>>809
「手工」「量産」の定義分け、そしてその閾値はどこかというのは結構難しい。見方によってどういう風にもとれる。
何しろ量産されているギターとて組み立てロボットが機械的に組み立ててるわけではなく、
一方手工品と呼ばれるものも(ごく一部を除いて)一点物、というわけでもない。
つまり桜井で言えばマエストロも「量産」だし普及帯モデルも「手工」である。
さらに拡張して言えば値段関係なく、あらゆるクラシックギターは「手工」と言うことになる。

「手工」を定義づける一つの見方として、そのギターを1から10までのうちほとんどすべてを一人の職人の手によって作られたか、
あるいは分担作業によって作られたか、という見方がある。
さらにその分担作業の行程がその職人の五感を使って一点一点チェックされるのか、それとも単に規格通りに部品をくっつけていくだけなのか
そのさじ加減が「手工」か「手工でない」かを分ける一つの閾値となる。

桜井の場合で言えば、マエストロクラスになればトップルシアーの人(今ならおそらく桜井正毅氏)が「ほとんどの」行程を行うだろう。
そして普及帯モデルは他の多くの職人(弟子)が分担作業をして作っている(と思われる)。
まあでも桜井ギターを買う人はそのあたりの事情を知った上で買う人が大半じゃないかな。
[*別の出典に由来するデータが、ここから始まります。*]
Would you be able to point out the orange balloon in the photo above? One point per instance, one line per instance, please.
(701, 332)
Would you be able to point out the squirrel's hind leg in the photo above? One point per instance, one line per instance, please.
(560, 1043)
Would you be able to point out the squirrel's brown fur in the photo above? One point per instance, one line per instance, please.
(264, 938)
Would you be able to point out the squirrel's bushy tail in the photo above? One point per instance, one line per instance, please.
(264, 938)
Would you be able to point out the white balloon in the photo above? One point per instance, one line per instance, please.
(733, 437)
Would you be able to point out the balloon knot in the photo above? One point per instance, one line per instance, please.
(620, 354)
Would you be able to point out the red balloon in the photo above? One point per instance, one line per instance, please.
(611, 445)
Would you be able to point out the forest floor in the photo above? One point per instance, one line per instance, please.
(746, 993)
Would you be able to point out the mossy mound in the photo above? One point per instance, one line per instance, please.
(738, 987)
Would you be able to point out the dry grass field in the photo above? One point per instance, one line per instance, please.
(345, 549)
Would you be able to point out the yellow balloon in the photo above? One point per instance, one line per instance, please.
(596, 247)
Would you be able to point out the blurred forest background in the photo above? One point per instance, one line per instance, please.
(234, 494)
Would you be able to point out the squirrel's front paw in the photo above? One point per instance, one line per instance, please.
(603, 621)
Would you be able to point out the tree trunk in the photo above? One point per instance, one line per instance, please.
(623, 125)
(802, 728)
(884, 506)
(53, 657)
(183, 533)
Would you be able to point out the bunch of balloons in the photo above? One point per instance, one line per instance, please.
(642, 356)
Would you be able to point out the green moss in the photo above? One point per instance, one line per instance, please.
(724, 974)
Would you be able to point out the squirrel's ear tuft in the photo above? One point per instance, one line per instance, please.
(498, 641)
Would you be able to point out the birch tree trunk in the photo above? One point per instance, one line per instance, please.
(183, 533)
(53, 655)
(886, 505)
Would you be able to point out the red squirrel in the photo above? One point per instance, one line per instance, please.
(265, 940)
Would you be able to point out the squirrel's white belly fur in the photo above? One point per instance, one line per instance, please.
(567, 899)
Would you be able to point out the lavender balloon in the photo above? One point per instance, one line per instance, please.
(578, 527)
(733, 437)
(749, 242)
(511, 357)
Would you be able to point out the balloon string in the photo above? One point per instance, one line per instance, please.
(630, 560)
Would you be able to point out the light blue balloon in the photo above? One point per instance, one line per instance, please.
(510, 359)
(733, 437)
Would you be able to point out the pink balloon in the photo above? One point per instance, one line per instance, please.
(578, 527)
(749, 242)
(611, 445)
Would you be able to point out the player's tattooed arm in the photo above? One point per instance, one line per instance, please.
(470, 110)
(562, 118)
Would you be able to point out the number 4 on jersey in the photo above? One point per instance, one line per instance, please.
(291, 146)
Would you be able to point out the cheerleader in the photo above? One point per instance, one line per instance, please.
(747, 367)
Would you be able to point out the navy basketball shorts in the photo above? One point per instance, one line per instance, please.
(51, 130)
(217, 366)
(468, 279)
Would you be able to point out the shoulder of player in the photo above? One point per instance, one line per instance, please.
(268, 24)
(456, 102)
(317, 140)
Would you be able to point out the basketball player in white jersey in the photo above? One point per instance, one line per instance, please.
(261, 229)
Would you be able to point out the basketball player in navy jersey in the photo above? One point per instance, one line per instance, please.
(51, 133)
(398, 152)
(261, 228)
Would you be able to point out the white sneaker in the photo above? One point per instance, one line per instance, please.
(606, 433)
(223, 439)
名前だけが一人歩きした例としてはヤマハのフォークギターの「テリー中本氏」だろう。(現テリーズテリー主宰)
彼は数多くのミュージシャン向けにギターのデザインをし、ヤマハにテリーあり、いつかはテリー氏にオーダーを…と言われるようになった。
ここまではよかったのだが、彼はあくまでギター設計担当と検品担当の人に過ぎないのに彼のデザインしたギターはいつの間にか
「テリー中本氏製作(=数多くのミュージシャンに「作った」テリー中本氏が作った)」ということになって中古相場が暴騰したことがあった。
ラベルに彼のサインがあるかないか(単に最終検品で彼が担当したかどうかの違いだけ)で相場が変わる、という今から思えば滑稽でしかない現象であった。
(注:だからといってヤマハのフォークギターが悪いわけではないことを断っておく)
自分もこの波に翻弄されたことがあったので長々と書いてしまった。